Basic plot line is the classic lovers' triangle, a nice young man (Newland Archer) torn between two loves -- the boring girl (May Welland) he's engaged to (although he initially doesn't realize just how boring she is; he's young and naive enough to believe that she actually shares his interests in literature and art), and her exotic bohemian cousin (Ellen Olenska), a woman he knew when they were children, but who has in the intervening years lived primarily in Europe and married a Polish count.
The tragedy of their unhappy almost-love affair hinges on several points: first, Newland's engagement to May is announced the same night he sees Ellen for the first time since childhood; second, Ellen is still married to the count and her numerous relatives are horrified by the idea of divorce; and, third, Newland's a spineless twit and about as self-reflexive as a rock. He's infatuated by Ellen, but is too much of a coward to face that fact -- instead he pushes May into persuading her family to move their wedding date up. At one point May actually asks him directly if he's having doubts, does he want to break off the engagement, and, like an idiot, he says no. May turns out to be a lot smarter about where her fiance/husband's head is at than he is; she's observant enough to recognize that Newland has a bad case of the hots for Ellen.
Newland's second major blunder lies in his unwillingness to say what he's actually thinking to anyone. He thinks some fairly scathing thoughts, including some wonderfully funny sarcastic ones, but never opens his mouth. He's an attorney with the law firm representing Ellen's family, so when she says she wants to divorce her husband, Newland instead goes along with the family's wishes and persuades her not to file the petition, a really dumb move on his part considering that at the time he's still single. It's really hard to feel any sympathy for someone who manages to keep sabotaging himself as consistently as he does. He dithers mentally, he marries May, and then when after a couple years of marriage he finally decides that Ellen is the one true love of his life and and he' s ready set to chuck it all and run off to some exotic foreign locale with her (a prospect she's noticeably unenthusiastic about) May announces she's enceinte.

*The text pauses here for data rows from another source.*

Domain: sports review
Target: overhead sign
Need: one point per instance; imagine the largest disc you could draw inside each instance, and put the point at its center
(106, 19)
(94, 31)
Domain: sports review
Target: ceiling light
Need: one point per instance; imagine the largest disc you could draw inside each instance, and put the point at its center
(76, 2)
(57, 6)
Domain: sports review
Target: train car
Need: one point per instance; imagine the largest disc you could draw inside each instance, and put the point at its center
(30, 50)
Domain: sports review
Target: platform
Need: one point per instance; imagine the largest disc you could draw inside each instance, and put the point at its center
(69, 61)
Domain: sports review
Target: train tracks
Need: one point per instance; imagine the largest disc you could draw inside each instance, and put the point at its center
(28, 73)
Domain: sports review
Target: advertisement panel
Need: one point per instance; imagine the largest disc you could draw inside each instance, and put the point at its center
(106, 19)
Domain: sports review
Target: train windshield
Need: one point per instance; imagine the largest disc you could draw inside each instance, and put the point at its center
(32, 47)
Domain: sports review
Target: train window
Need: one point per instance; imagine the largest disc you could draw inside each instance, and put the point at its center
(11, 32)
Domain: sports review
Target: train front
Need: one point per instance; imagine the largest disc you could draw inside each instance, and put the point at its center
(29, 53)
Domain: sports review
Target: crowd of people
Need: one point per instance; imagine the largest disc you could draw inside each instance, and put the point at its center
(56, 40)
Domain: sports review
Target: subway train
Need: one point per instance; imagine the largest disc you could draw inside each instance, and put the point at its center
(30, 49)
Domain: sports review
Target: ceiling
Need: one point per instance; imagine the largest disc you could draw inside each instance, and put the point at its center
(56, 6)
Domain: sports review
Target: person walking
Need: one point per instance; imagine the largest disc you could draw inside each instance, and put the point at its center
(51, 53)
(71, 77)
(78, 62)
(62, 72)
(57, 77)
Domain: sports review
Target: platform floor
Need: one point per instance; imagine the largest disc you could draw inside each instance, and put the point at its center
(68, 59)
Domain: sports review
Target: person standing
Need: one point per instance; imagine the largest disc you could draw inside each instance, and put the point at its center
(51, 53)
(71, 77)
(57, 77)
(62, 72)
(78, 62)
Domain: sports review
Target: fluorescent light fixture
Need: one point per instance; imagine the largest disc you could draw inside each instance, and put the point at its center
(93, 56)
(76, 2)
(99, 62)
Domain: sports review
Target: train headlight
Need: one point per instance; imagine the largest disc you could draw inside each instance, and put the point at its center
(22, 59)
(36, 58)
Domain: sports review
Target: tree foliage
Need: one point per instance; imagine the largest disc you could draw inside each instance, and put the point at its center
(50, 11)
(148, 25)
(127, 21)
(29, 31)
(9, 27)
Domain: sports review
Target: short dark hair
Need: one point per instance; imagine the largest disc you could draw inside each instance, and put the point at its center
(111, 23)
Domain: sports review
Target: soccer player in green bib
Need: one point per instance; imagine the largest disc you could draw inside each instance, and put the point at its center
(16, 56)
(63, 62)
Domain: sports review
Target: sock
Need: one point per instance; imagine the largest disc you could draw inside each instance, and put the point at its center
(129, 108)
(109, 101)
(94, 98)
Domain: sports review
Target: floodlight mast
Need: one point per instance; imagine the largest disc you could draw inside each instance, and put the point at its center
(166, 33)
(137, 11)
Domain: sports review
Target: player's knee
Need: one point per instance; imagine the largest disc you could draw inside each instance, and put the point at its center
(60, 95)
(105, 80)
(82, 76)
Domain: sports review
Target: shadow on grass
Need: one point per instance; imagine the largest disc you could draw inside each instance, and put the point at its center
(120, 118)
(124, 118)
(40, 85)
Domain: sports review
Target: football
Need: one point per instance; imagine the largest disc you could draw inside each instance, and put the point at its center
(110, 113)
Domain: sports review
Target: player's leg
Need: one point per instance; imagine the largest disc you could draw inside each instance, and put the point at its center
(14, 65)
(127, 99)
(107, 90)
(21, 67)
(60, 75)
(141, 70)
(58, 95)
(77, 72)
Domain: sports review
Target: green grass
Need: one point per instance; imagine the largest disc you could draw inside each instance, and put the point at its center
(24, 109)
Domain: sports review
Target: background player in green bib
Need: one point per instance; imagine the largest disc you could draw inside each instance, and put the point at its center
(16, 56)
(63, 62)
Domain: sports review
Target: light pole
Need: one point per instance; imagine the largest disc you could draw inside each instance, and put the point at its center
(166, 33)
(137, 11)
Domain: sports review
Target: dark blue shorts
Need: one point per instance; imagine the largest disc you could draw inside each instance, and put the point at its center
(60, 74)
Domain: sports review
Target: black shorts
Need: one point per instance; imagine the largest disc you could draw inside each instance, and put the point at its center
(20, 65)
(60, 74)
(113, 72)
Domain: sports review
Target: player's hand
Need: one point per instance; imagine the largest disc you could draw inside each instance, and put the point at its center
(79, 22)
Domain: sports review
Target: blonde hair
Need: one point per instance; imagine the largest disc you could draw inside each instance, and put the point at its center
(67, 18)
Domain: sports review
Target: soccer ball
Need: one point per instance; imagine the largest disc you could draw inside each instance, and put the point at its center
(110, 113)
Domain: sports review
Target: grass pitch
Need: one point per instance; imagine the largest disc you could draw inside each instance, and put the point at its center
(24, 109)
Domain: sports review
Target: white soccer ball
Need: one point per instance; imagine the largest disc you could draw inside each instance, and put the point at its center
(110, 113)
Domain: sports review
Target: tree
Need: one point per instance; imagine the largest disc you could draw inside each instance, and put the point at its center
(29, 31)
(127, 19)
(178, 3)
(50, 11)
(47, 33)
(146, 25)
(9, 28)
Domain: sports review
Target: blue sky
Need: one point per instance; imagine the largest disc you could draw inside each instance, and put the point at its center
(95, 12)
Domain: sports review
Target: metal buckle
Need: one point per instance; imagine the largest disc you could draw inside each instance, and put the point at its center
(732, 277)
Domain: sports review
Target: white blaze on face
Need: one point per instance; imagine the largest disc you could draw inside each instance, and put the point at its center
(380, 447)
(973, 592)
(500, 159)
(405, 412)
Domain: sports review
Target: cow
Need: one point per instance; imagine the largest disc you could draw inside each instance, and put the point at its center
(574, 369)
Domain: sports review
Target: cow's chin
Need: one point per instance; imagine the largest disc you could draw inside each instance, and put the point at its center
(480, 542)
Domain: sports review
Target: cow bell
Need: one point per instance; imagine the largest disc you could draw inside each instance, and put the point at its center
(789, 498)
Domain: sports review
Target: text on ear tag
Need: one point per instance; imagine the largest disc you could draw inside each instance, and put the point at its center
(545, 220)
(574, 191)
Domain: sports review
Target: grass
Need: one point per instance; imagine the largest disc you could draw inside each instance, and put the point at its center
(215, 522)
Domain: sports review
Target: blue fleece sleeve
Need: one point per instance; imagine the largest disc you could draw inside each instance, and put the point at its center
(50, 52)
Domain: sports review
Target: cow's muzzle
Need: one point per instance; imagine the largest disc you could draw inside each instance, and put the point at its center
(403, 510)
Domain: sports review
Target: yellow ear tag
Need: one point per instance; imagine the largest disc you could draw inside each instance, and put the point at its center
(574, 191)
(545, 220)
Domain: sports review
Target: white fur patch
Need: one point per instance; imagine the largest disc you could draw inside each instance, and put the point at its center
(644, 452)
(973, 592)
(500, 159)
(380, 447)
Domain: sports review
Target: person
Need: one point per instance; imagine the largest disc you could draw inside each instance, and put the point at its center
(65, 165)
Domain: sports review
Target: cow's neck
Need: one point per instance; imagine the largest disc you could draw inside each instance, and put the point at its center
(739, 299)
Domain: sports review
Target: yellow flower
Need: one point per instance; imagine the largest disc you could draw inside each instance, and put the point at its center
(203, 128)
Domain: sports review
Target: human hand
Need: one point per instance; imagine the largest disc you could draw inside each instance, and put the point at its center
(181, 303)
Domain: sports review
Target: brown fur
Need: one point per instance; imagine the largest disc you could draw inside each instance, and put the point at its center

Ellen goes back to Paris, Newland sticks with May, and everyone lives stupifying boring lives for the rest of their natural days. Well, maybe not Ellen -- one gets the impression that she was going to manage to have some fun no matter where she wound up.
The novel is set in 1870s Gilded Age New York, among the wealthy upper class who lived in 5th Avenue mansions, dressed for dinner, and summered at Newport. Scandals are hinted at but never mentioned directly, and family is everything. It's a milieu Wharton knew well, having grown up in it. By the time she wrote The Age of Innocence she was at the top of her game, a successful writer with half a dozen published novels behind her. I've seen Wharton compared with Henry James, but to me she's less contrived and more readable. I enjoyed this book; of the Pulitzer winners I've read so far it's the first one where I can understand why it won.